Last updated on 2026-02-10 | Edit this page

Overview

Questions

  • How to provide a complex software environment with many dependencies?
  • How to pass software environments to others for reproducibility?

Objectives

  • Create a container image for an application
  • Use the container image on the login node
  • Submit batch jobs using the container image in parallel execution

In the previous episode you ran the Amdahl Python MPI program on the Cluster using the Python and MPI modules.

In practice, scientific software stacks can be

  • complex (i.e., have many dependencies),
  • fragile (i.e., dependencies on and conflicts with different versions of software in the stack), and
  • different on every HPC system,

Containers help with this by packaging what defines your software environment into a single file that you can move between systems and run reproducibly.

In this episode we will

  • introduce Apptainer (formerly named “Singularity”), a container engine often used for HPC systems,
  • build a container for the Amdahl MPI Python example, and
  • run amdahl from inside the container.
Callout

You may have heard about other container engines, such as Docker or Podman and their functionality is often similar. Apptainer is a popular choice for HPC systems, used by many different people, as it runs images as you without the need for administrative rights to the system.

Apptainer basics


As the software stack on HPC systems is often very specific, the apptainer executable can be provided in different ways.

The apptainer executable on CLAIX is installed directly as a system package and is available without loading additional modules.

Running apptainer without any arguments will yield a list of commands available. The most basic ones are

  • apptainer pull to download an existing container image from a remote repository
  • apptainer build to build a container image from a given configuration file
  • apptainer exec to execute a specifc command inside the image
  • apptainer run to execute the configured default command inside the image
  • apptainer shell to start an interactive shell inside the image
Callout

Apptainer containers share the host kernel, but have their own user-space (i.e., libraries, executables, etc.). This is why they are much lighter than virtual machines and well-suited for HPC.

Best practices


When building containers, several best practices should be considered to keep the container as broadly useable as possible.

Containers should be stateless

State is additional information that might be used for execution of the containerized software.

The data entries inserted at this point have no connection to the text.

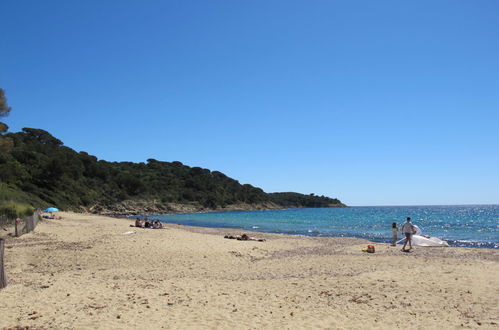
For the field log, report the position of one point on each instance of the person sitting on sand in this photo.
(157, 225)
(244, 237)
(408, 230)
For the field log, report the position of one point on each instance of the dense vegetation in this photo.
(38, 169)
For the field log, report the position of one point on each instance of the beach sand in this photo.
(84, 272)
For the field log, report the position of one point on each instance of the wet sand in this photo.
(84, 272)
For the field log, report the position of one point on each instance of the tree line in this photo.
(37, 169)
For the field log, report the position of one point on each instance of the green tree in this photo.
(4, 111)
(5, 143)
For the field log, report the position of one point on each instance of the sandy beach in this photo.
(89, 272)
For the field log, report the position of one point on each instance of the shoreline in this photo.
(89, 271)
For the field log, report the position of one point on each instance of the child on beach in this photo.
(395, 230)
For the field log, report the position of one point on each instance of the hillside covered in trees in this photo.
(38, 169)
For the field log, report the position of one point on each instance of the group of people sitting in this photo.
(244, 237)
(156, 224)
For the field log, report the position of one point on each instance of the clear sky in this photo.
(372, 102)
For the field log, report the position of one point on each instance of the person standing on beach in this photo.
(408, 230)
(395, 230)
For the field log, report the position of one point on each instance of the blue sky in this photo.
(372, 102)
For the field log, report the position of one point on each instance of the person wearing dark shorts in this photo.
(408, 230)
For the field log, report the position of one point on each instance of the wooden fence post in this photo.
(3, 277)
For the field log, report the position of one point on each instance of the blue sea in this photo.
(469, 225)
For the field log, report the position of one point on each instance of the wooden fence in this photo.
(3, 277)
(24, 226)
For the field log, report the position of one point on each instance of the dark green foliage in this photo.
(4, 111)
(290, 199)
(43, 172)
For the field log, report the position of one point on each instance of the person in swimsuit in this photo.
(395, 230)
(408, 230)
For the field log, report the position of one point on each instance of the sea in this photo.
(460, 225)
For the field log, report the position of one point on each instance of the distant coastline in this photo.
(131, 208)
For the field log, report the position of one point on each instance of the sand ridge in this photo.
(84, 272)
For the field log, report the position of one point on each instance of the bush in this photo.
(12, 210)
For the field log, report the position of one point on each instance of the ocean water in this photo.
(470, 225)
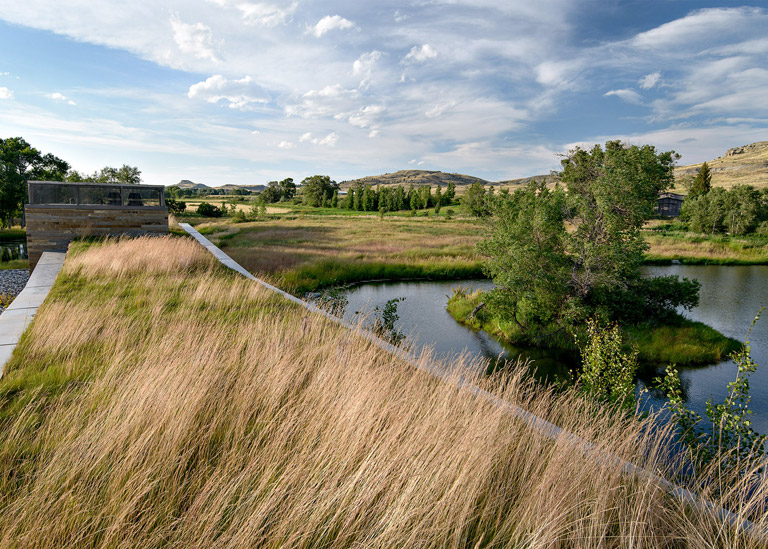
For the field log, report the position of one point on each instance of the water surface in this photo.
(729, 299)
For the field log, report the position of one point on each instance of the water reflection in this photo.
(730, 297)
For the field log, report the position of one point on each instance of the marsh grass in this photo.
(158, 400)
(678, 340)
(305, 254)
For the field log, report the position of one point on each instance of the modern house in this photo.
(59, 212)
(669, 204)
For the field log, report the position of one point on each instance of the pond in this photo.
(730, 297)
(13, 249)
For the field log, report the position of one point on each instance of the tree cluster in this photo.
(366, 198)
(19, 163)
(124, 175)
(738, 211)
(277, 191)
(559, 256)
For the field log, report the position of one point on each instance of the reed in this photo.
(158, 400)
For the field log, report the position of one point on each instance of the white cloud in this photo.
(329, 140)
(329, 23)
(649, 80)
(364, 117)
(59, 98)
(195, 39)
(419, 54)
(437, 110)
(363, 66)
(261, 13)
(239, 94)
(629, 95)
(701, 25)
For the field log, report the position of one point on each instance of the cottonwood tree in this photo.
(19, 163)
(550, 278)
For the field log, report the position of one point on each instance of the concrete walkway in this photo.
(20, 313)
(544, 427)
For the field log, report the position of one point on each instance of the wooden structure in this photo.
(59, 212)
(669, 204)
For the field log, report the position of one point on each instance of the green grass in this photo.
(671, 241)
(679, 341)
(12, 234)
(14, 264)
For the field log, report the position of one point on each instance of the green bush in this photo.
(209, 210)
(176, 207)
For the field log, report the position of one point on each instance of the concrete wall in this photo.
(54, 227)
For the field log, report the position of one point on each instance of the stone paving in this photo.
(12, 282)
(15, 319)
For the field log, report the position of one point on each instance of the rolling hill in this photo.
(746, 165)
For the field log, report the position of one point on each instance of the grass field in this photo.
(305, 249)
(670, 241)
(680, 341)
(158, 400)
(302, 253)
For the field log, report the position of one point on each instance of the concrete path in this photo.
(20, 313)
(544, 427)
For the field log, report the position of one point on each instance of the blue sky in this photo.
(244, 91)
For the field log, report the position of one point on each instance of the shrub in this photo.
(209, 210)
(176, 207)
(730, 439)
(608, 371)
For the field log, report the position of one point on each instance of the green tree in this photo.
(124, 175)
(450, 193)
(549, 279)
(318, 189)
(272, 192)
(287, 188)
(19, 163)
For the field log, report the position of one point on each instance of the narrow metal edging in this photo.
(19, 314)
(550, 430)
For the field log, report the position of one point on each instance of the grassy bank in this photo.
(158, 400)
(681, 341)
(670, 241)
(304, 253)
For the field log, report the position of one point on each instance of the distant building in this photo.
(669, 204)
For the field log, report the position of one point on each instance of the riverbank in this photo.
(159, 399)
(306, 249)
(680, 341)
(669, 241)
(302, 254)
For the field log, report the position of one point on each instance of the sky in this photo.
(245, 91)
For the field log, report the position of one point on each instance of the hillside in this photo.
(415, 177)
(746, 165)
(187, 184)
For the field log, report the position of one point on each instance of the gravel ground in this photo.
(12, 281)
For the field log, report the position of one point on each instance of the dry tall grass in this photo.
(149, 406)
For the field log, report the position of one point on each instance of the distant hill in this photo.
(415, 177)
(187, 184)
(746, 165)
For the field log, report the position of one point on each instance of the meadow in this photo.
(160, 400)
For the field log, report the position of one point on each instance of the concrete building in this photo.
(58, 213)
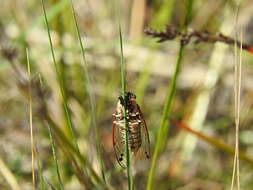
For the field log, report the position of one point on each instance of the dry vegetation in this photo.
(73, 98)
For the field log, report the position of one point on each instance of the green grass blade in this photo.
(40, 174)
(91, 96)
(60, 80)
(31, 119)
(55, 158)
(66, 143)
(123, 90)
(164, 124)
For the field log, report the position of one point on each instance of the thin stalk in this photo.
(40, 174)
(55, 158)
(237, 94)
(164, 124)
(214, 142)
(66, 109)
(90, 94)
(69, 145)
(8, 175)
(31, 119)
(123, 90)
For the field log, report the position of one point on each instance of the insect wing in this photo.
(118, 142)
(144, 135)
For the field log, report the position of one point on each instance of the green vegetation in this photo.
(64, 64)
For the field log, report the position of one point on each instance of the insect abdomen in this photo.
(134, 135)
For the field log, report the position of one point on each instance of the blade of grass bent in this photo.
(55, 158)
(123, 90)
(67, 143)
(164, 124)
(31, 119)
(58, 75)
(91, 97)
(9, 176)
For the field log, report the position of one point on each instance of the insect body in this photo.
(138, 138)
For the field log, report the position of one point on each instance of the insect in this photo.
(138, 137)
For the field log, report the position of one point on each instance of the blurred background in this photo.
(204, 98)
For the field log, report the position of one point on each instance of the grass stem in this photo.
(31, 119)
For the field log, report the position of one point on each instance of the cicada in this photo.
(138, 137)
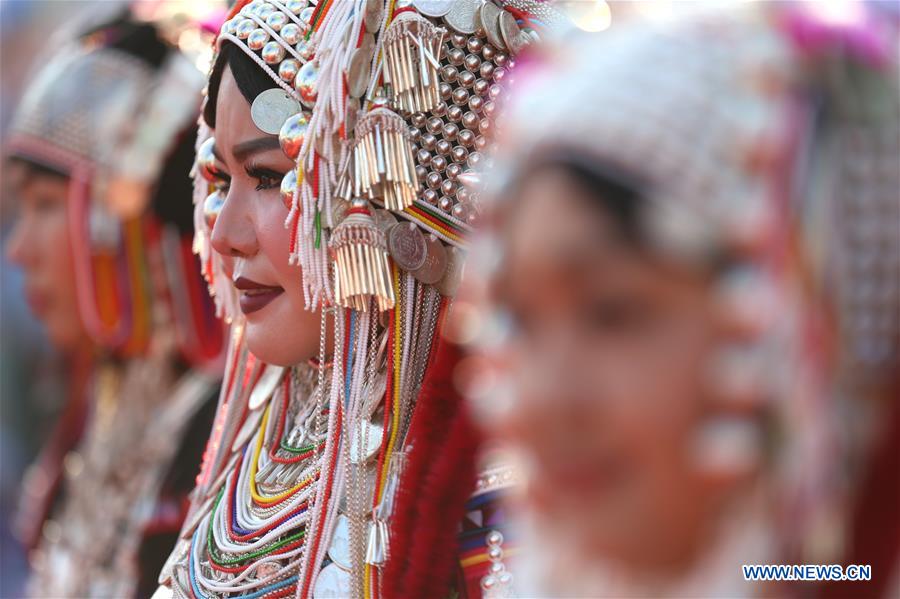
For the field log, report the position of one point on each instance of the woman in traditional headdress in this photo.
(682, 208)
(332, 213)
(98, 158)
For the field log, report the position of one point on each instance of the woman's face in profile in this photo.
(608, 357)
(251, 236)
(39, 243)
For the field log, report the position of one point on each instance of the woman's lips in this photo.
(255, 296)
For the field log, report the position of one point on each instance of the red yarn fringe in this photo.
(438, 479)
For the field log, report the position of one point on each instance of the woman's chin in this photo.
(276, 335)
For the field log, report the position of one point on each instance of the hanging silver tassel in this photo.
(383, 164)
(412, 47)
(361, 263)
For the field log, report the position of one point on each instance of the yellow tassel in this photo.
(412, 49)
(383, 165)
(360, 255)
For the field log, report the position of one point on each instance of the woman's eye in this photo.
(268, 182)
(267, 178)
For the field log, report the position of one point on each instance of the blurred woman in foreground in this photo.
(678, 231)
(98, 160)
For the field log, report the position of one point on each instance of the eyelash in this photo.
(268, 179)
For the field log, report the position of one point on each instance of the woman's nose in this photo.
(234, 232)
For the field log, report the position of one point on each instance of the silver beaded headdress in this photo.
(387, 116)
(108, 121)
(386, 107)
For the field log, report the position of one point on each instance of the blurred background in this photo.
(33, 384)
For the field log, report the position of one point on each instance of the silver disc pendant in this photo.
(435, 261)
(333, 582)
(271, 109)
(369, 435)
(407, 246)
(490, 22)
(461, 16)
(433, 8)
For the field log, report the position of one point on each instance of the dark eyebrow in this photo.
(247, 148)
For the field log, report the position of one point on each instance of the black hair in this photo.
(618, 193)
(139, 39)
(251, 79)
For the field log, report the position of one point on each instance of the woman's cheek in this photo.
(275, 239)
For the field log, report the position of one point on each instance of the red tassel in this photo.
(439, 478)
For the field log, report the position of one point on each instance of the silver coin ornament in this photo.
(374, 13)
(406, 245)
(271, 109)
(293, 133)
(306, 84)
(206, 161)
(212, 206)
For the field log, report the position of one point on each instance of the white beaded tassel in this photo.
(333, 55)
(220, 288)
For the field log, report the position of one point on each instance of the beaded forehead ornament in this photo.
(387, 110)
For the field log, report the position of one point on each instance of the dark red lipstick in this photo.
(255, 296)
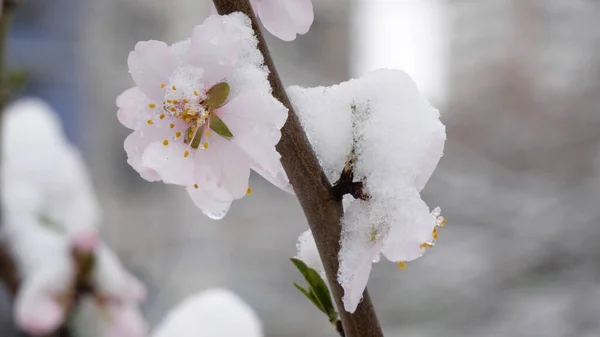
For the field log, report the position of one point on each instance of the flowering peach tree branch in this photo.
(322, 210)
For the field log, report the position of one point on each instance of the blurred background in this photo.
(518, 86)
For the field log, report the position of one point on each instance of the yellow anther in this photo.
(426, 245)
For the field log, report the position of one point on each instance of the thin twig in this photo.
(312, 188)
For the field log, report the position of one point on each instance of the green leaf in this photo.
(311, 297)
(48, 222)
(88, 264)
(218, 126)
(217, 95)
(317, 287)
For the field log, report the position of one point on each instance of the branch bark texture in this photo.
(312, 188)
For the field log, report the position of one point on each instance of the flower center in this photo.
(196, 109)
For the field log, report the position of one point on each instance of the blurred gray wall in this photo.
(155, 228)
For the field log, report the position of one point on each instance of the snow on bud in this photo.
(203, 115)
(396, 139)
(211, 313)
(285, 18)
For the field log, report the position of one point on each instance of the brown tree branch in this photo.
(312, 188)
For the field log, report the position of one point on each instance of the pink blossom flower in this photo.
(285, 18)
(203, 115)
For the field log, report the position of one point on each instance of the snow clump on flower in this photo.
(202, 114)
(392, 138)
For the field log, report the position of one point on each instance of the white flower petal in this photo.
(207, 200)
(215, 47)
(169, 162)
(133, 108)
(150, 64)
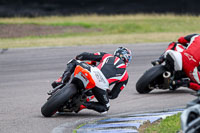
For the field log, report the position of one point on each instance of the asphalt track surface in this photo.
(26, 75)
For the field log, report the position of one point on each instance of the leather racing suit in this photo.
(114, 70)
(189, 49)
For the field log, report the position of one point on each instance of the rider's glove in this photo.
(158, 61)
(109, 94)
(81, 56)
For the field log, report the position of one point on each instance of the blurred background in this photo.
(9, 8)
(37, 23)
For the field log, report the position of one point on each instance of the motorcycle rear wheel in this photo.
(58, 99)
(143, 84)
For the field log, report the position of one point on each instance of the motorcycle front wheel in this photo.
(58, 99)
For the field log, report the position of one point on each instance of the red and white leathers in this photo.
(191, 58)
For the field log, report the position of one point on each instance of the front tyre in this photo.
(142, 85)
(58, 99)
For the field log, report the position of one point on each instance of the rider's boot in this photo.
(56, 83)
(182, 82)
(89, 98)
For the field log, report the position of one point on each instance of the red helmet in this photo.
(124, 53)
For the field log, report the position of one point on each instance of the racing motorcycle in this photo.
(160, 76)
(70, 96)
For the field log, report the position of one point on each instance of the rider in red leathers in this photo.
(190, 59)
(113, 68)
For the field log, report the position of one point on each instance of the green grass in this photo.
(112, 29)
(171, 124)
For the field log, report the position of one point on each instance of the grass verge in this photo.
(171, 124)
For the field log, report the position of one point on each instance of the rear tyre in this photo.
(142, 85)
(58, 99)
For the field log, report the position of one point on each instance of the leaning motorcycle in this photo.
(160, 76)
(69, 97)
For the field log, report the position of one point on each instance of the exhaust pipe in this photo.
(166, 76)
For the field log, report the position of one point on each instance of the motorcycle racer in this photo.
(113, 67)
(190, 59)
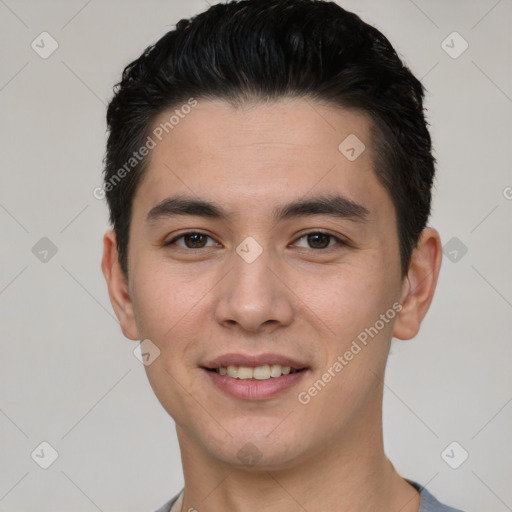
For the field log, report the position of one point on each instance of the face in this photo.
(258, 277)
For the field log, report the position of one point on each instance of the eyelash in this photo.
(338, 240)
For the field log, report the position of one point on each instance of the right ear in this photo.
(117, 286)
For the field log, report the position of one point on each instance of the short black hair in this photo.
(268, 49)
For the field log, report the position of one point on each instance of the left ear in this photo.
(419, 284)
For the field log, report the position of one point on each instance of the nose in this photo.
(254, 295)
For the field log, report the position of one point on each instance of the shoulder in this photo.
(428, 502)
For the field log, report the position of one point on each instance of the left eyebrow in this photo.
(335, 206)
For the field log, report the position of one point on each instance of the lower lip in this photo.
(252, 389)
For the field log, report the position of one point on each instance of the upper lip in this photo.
(226, 360)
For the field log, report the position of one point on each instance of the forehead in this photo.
(260, 153)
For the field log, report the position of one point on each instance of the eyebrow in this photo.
(332, 205)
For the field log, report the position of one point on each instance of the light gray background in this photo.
(69, 377)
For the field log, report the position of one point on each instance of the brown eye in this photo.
(192, 240)
(320, 240)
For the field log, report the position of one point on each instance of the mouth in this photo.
(262, 372)
(255, 377)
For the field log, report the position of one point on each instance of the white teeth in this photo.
(263, 372)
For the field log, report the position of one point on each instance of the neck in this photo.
(349, 472)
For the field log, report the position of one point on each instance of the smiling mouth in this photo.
(263, 372)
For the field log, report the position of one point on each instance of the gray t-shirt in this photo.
(427, 504)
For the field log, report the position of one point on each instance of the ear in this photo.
(118, 287)
(419, 284)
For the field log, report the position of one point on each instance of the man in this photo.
(268, 174)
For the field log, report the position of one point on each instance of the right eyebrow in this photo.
(331, 205)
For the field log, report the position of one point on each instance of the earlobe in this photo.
(118, 287)
(419, 284)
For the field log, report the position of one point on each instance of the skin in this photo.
(294, 299)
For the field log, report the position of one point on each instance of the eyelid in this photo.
(340, 241)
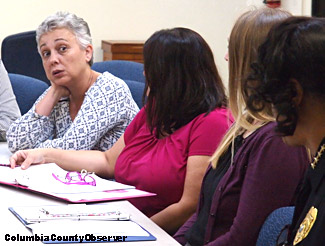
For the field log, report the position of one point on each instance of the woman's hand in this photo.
(60, 91)
(52, 97)
(25, 158)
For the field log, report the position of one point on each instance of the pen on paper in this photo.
(4, 165)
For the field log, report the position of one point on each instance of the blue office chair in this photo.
(130, 72)
(126, 70)
(273, 226)
(19, 55)
(26, 90)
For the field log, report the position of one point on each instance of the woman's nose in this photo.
(227, 56)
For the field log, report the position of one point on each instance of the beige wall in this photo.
(138, 19)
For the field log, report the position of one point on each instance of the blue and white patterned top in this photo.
(107, 109)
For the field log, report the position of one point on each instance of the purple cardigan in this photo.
(264, 176)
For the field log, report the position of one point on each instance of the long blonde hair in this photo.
(248, 33)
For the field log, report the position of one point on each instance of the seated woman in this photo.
(252, 172)
(166, 148)
(82, 109)
(9, 110)
(289, 73)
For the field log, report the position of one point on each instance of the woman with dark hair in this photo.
(167, 147)
(247, 178)
(290, 75)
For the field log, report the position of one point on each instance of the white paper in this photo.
(40, 178)
(105, 228)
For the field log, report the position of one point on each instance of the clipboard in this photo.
(38, 175)
(78, 231)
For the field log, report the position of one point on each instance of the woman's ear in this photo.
(298, 90)
(89, 52)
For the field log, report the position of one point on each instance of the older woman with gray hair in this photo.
(82, 109)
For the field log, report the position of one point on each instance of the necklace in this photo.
(317, 157)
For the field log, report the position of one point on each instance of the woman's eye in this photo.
(63, 48)
(45, 53)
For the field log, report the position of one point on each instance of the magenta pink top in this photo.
(159, 165)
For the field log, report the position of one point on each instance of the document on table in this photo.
(52, 180)
(40, 178)
(80, 223)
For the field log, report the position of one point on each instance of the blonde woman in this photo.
(252, 172)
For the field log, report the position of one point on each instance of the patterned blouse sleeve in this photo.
(108, 108)
(30, 130)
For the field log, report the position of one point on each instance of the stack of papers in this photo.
(96, 223)
(41, 178)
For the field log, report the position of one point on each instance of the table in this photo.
(9, 224)
(130, 50)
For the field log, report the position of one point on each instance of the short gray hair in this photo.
(67, 20)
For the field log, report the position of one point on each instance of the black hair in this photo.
(293, 50)
(181, 79)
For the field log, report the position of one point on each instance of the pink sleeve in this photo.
(208, 131)
(271, 180)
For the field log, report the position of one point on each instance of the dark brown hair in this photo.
(293, 50)
(182, 80)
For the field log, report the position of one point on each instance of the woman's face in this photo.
(63, 58)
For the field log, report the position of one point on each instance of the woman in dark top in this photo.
(252, 172)
(290, 73)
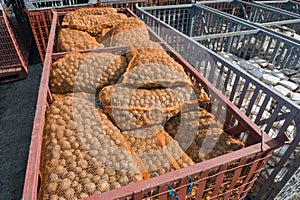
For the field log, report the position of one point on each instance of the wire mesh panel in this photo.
(42, 4)
(13, 65)
(40, 22)
(291, 6)
(257, 13)
(267, 108)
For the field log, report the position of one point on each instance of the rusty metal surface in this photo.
(12, 63)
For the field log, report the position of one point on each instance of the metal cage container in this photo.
(14, 47)
(244, 164)
(251, 95)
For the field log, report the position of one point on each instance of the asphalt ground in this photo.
(17, 110)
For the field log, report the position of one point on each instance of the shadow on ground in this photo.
(17, 110)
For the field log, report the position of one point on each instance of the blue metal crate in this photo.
(33, 5)
(257, 13)
(247, 92)
(220, 32)
(288, 5)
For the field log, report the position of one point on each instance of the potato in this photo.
(129, 31)
(131, 108)
(78, 172)
(201, 127)
(165, 154)
(150, 68)
(84, 12)
(91, 72)
(72, 40)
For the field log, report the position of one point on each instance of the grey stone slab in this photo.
(288, 84)
(256, 73)
(281, 89)
(296, 80)
(295, 96)
(270, 79)
(289, 72)
(279, 74)
(245, 64)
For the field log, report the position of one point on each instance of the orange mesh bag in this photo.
(145, 46)
(93, 24)
(88, 72)
(86, 11)
(131, 108)
(129, 31)
(151, 68)
(157, 150)
(72, 40)
(201, 136)
(83, 153)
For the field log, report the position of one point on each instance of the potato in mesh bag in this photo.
(201, 136)
(154, 68)
(129, 31)
(93, 24)
(157, 150)
(145, 46)
(72, 40)
(88, 72)
(131, 108)
(84, 12)
(83, 152)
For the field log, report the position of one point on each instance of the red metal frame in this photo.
(13, 65)
(247, 163)
(40, 20)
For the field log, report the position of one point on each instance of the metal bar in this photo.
(293, 21)
(293, 167)
(283, 160)
(220, 35)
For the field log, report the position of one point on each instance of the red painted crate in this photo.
(40, 19)
(13, 49)
(244, 164)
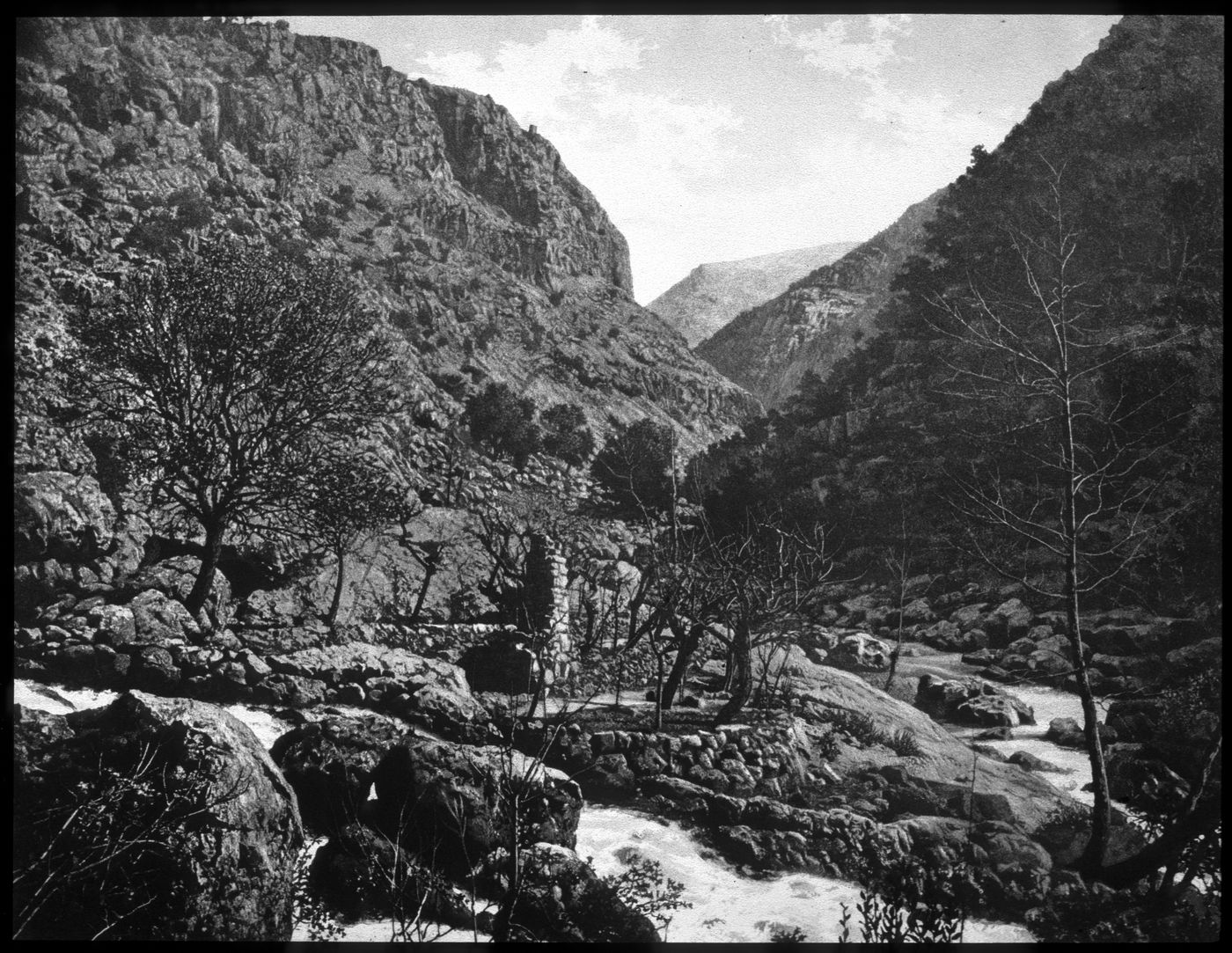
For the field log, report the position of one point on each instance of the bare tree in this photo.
(741, 583)
(345, 500)
(1067, 473)
(227, 372)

The container image should only change with version updates to the containerized software. However, when the container is supposed to be used in many different scenarios, it is best to use so-called bindpaths to pass such additional information in to the container environment.

Callout

Packaging state into a container can make sense when you want to preparte a container for reproducibility in a single execution context.

Keep definition files small

Large container images make it harder to move the container due to its size. Furthermore, the more software is installed as part of the image, the more can potentially interact and reduce portability. Moreover, small image footprints improve overall container performance. As a rule of thumb, only include software in the container that is specifically needed.

Keep your image as SIF on the right filesystem.

Build containers do not need to be backed up, as you can recreate them anytime from the configuration file. Keeping large image files puts unnessessary stress on the backup system in place for the HPC system. The definition file, however, should be kept on a file system that is backed up, or even better in a version control system external to the HPC system.

For CLAIX it is recommended to keep container images on the $WORK filesystem.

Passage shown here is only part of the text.